After each story, readers shared their results with other models using similar prompts. I wasn't alone in my experience. It has been reported that similar error messages were displayed and the AI model constantly swapped races.
teamed up with The Verge's Emilia David generates AI Asians across multiple platforms. The results can only be described as consistently contradictory.
Google Gemini
Screenshot: Emilia David / The Verge
Gemini refused to produce Asian men, white women, or humans of any kind.
In late February, Google rolled out the ability to generate images of Gemini people after the Gemini Generator spewed out images of racially diverse Nazis in what appeared to be a misguided attempt at diverse representation in media. There was a pause. Gemini image generation people were supposed to come back in March, but apparently they're still offline.
However, Gemini can produce images without a person present.
Google did not respond to a request for comment.
Darui
ChatGPT's DALL-E 3 struggled with the prompt, “Can you take a picture of an Asian man and a white woman?”It wasn't like that that's right It was a failure, but not a complete success. Sure, race is a social construct, but let's just say this image is not what you were expecting.
OpenAI did not respond to a request for comment.
The middle of a journey
Midjourney struggled as well. Again, it wasn't a complete failure like Meta's image generator from last week, but it clearly struggled with allocation and produced very confusing results. For example, no one can explain the last image. The following were all responses to the immediate answer: “Asian man and white wife.”
Image: Emilia David/The Verge
Image: Cass Virginia/The Verge
Ultimately, Midjourney provided us with some images that are the best attempt at representing relationships between white women and Asian men across three different platforms: Meta, DALL-E, and Midjourney. Finally, racist social norms have been destroyed!
Unfortunately, what we got there was an improvisation: “An Asian man and a white woman standing in an academic setting in a garden.”
Image: Emilia David/The Verge
What does it mean that the most consistent way an AI can consider this particular interracial pairing is to put it in an academic context? What did the training set contain to get to this point? Do we have a built-in bias? How long do we have to resist telling very banal jokes about dating at NYU?
Midjourney did not respond to requests for comment.
Meta AI (again) via Instagram
Back to the old struggles of trying to get Instagram's image generator to recognize white women and non-white men!It seems that he is appearing many Prompts such as “White woman and Asian husband” and “Asian American man and white friend” were better. The same mistake I found last week was not repeated.
But it's currently struggling to generate text prompts like “Black man and white girlfriend” or images of two black people.

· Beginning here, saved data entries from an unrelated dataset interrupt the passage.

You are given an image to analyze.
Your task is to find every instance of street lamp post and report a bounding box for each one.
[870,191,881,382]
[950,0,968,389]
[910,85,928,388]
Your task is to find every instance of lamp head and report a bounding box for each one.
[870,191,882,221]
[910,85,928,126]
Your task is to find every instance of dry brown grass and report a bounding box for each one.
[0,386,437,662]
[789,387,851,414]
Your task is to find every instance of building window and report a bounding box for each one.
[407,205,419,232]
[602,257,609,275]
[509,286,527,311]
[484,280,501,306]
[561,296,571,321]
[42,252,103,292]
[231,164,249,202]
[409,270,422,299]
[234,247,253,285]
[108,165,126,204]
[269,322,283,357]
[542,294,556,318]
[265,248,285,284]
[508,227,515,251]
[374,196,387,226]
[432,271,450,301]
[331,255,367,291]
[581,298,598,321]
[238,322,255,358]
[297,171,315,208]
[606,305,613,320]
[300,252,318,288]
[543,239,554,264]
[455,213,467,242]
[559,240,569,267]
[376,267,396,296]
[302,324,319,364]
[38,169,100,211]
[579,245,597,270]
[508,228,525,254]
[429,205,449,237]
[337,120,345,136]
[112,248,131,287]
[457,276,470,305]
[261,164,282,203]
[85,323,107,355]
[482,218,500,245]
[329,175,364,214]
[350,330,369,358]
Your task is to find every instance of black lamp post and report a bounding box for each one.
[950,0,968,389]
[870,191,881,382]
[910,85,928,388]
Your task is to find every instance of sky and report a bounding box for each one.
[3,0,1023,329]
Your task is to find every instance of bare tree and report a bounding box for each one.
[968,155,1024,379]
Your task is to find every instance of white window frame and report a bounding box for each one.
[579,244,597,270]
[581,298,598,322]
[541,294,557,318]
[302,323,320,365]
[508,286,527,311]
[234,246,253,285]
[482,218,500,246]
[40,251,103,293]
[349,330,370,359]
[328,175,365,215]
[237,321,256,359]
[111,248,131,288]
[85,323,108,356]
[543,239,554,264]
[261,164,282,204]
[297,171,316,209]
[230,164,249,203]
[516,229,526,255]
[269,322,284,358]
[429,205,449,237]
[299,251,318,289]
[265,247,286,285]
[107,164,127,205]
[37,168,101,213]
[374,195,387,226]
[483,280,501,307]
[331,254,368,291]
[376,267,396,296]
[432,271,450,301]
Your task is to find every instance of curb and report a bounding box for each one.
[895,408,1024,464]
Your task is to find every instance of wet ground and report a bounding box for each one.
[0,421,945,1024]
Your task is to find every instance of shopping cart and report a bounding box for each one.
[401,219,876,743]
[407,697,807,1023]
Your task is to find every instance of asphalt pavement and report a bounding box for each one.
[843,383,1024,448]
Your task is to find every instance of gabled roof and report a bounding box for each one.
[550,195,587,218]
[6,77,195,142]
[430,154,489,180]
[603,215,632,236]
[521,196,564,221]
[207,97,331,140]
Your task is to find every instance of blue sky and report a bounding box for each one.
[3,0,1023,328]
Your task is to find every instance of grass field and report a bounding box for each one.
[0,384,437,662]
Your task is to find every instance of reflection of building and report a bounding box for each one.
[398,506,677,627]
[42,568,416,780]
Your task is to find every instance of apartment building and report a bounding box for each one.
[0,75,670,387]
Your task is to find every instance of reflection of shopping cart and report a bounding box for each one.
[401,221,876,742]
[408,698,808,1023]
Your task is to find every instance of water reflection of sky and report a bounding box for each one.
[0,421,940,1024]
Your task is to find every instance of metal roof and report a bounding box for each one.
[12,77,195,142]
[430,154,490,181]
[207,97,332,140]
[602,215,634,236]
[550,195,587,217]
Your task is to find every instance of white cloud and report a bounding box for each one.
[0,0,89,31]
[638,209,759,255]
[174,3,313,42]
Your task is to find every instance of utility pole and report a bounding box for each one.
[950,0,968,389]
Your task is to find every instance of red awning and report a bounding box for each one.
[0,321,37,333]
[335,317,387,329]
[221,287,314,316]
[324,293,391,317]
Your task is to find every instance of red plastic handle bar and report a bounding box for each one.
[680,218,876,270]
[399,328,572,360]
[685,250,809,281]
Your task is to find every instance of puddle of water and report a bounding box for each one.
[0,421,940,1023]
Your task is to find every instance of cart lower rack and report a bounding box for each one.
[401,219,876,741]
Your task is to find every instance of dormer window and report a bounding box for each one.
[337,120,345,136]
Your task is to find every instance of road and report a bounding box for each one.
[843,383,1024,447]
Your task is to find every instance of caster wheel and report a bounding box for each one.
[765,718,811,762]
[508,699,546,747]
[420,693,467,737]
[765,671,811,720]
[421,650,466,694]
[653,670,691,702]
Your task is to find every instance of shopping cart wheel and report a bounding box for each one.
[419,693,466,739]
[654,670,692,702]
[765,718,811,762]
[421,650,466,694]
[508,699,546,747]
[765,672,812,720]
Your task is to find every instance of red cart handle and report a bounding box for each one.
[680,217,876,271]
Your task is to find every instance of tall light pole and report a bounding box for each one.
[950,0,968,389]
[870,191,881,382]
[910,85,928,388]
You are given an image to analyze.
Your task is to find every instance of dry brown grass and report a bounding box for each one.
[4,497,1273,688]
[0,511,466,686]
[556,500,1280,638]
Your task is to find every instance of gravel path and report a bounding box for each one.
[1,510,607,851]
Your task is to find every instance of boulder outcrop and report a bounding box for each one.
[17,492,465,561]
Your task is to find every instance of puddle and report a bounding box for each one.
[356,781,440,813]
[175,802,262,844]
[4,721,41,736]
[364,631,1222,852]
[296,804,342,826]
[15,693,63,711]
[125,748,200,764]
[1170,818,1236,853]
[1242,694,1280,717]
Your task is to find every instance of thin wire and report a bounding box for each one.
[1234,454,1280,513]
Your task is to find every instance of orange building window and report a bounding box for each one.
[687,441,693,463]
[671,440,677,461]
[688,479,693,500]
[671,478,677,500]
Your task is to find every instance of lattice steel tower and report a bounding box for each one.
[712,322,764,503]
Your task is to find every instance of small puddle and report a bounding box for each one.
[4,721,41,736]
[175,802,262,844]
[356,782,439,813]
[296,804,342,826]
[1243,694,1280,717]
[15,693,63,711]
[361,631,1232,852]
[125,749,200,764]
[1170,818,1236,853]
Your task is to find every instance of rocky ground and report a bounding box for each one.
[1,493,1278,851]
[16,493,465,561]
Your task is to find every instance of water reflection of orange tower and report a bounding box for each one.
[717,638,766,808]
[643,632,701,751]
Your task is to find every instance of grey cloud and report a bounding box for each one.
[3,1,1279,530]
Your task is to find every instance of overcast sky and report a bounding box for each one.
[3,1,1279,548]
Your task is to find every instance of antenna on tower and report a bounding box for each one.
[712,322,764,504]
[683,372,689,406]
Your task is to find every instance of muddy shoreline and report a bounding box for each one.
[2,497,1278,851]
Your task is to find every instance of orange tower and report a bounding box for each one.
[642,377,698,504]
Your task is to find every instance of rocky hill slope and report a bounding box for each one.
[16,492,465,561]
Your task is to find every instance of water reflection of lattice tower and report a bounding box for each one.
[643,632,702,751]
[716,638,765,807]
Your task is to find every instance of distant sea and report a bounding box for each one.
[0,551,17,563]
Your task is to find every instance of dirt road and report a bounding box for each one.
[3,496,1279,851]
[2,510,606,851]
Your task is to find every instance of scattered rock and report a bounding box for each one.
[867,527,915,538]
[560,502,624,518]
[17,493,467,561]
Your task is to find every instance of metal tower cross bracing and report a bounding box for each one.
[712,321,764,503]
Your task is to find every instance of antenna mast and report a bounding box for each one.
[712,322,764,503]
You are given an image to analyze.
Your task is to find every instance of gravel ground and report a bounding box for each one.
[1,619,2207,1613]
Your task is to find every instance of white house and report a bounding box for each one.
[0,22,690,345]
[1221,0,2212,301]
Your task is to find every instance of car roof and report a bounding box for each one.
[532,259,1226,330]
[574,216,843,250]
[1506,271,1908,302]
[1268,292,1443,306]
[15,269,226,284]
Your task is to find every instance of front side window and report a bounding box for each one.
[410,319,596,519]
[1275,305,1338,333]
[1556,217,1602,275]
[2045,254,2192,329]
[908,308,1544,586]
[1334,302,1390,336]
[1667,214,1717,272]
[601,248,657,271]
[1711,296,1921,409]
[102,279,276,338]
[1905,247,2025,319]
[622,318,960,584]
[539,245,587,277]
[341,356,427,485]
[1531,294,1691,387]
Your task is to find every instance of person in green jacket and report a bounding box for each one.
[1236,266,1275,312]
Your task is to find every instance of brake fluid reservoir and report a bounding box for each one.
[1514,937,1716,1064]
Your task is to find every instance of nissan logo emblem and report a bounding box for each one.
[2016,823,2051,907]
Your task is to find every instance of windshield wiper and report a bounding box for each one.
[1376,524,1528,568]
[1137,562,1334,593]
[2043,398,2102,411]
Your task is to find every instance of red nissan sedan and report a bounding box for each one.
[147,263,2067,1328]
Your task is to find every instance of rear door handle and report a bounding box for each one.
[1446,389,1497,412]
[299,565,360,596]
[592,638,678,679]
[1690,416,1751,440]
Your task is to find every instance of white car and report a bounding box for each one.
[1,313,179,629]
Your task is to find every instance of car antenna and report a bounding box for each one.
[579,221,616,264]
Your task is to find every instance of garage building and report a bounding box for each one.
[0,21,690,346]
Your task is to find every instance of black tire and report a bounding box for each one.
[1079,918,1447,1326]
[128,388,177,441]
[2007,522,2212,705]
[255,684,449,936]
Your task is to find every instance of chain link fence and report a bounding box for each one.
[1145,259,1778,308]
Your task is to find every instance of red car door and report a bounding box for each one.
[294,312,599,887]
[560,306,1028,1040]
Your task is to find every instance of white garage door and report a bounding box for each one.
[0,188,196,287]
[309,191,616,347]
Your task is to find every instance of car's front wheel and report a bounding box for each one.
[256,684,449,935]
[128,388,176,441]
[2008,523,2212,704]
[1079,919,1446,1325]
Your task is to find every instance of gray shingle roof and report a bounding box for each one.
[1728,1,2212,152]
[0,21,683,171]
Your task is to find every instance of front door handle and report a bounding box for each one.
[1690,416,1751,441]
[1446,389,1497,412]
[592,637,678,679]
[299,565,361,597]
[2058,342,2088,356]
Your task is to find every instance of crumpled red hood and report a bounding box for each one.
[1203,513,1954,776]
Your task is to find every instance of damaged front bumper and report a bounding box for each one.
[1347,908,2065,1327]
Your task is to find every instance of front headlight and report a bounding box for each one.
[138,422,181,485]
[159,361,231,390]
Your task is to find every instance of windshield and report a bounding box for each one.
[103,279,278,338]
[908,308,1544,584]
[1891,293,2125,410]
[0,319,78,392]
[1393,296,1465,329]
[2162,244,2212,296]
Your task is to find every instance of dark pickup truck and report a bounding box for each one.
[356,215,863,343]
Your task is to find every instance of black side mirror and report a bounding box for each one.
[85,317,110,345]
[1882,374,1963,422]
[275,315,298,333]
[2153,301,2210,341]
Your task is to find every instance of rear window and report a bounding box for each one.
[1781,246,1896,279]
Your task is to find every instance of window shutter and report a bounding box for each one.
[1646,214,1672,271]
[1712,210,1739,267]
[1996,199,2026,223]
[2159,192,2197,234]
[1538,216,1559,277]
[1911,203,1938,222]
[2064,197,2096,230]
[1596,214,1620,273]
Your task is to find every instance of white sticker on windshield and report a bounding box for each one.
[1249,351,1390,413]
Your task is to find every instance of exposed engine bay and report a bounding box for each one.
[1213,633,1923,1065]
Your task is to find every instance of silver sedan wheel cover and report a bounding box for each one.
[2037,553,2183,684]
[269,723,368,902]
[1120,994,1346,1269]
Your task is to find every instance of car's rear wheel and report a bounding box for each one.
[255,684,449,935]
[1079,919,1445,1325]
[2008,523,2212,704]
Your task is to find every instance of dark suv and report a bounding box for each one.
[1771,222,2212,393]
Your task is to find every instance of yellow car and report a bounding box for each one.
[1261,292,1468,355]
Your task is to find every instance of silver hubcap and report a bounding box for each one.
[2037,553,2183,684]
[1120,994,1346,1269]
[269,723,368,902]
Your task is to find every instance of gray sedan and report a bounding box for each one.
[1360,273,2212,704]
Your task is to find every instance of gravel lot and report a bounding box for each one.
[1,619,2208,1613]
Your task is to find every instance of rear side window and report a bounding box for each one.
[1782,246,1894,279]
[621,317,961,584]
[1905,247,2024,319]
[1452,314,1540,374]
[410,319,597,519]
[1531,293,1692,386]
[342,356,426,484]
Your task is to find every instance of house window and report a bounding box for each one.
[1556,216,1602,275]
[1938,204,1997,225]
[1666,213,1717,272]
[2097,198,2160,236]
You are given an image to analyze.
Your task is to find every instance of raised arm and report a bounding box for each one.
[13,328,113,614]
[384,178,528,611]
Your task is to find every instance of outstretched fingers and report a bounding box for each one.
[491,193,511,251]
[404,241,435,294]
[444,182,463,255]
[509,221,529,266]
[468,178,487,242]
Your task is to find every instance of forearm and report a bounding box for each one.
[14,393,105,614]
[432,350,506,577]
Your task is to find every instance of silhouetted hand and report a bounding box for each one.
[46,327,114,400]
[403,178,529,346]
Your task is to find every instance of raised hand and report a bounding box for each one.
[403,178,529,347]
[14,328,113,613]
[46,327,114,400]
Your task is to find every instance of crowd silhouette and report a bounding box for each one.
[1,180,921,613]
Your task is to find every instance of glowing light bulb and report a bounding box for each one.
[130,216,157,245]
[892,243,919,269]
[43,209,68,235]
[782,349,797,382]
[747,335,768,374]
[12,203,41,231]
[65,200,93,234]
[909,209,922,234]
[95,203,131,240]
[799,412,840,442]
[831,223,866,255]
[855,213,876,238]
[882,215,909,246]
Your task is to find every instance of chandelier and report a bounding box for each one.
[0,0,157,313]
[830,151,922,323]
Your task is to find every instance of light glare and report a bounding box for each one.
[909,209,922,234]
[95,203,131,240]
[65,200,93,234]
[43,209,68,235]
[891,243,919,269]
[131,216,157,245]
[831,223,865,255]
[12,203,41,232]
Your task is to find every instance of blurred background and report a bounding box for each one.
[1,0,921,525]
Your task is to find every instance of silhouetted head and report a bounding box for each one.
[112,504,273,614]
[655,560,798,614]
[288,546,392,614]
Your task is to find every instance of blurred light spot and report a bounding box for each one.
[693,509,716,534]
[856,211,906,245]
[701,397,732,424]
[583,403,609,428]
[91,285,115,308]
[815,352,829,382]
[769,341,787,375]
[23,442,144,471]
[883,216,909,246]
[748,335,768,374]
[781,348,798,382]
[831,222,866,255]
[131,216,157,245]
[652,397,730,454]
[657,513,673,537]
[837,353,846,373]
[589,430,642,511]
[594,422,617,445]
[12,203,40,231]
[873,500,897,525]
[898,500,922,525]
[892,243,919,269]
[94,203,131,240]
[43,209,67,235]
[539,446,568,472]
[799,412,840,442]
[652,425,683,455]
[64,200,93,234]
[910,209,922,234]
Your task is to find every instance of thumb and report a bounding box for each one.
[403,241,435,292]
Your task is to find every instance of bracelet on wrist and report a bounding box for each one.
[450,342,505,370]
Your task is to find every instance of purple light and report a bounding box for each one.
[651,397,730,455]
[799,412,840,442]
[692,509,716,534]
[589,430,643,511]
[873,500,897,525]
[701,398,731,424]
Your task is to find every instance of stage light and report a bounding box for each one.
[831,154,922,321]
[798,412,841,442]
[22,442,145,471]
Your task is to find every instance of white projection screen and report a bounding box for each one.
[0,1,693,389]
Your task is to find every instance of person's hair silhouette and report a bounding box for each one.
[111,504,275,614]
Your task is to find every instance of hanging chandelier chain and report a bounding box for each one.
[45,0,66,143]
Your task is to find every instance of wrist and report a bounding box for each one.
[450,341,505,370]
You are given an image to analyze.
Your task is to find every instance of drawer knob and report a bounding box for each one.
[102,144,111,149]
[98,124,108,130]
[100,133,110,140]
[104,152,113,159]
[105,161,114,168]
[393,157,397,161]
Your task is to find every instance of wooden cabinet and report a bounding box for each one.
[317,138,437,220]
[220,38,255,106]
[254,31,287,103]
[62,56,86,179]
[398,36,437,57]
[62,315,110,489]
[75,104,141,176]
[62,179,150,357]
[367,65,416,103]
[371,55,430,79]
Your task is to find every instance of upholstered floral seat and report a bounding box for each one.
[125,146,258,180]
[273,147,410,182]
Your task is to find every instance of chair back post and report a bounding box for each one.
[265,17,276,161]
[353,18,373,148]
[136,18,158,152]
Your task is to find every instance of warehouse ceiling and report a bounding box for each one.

I think it's probably more accurate to use “white woman and black husband”, so that's probably all. sometimes Can't see the lace?
Screenshot: Mia Sato / The Verge
There are certain points that become clearer the more images you generate. Some find it benign, like the fact that many AI women of all races seem to wear the same white floral sleeveless dresses that intersect at the bust. There are usually flowers around the couple (Asian boyfriends often bring cherry blossoms), and no one looks older than about 35 years old. Other patterns in the image feel more obvious. Everyone is depicted as thin, especially the black men, who are depicted as muscular. White women are blondes or redheads, rarely brunettes. Black men have always had darker skin.
“As we said when we announced these new features in September, this is new technology and it won't always be perfect. This is common to all generative AI systems,” Meta spokesperson said. said Tracy Clayton, a representative. The Verge on mail. “Since launch, we have continuously released updates and improvements to the model and continue to work to make it even better.”
I hope I can give you some deep insight here. But once again, I'd like to point out how ridiculous it is that these systems struggle with very simple prompts that don't rely on stereotypes or can't create something together. Instead of explaining what the problem is, there has been radio silence and generalizations from companies. We apologize to everyone who was concerned about this matter. I'm going back to my regular job now.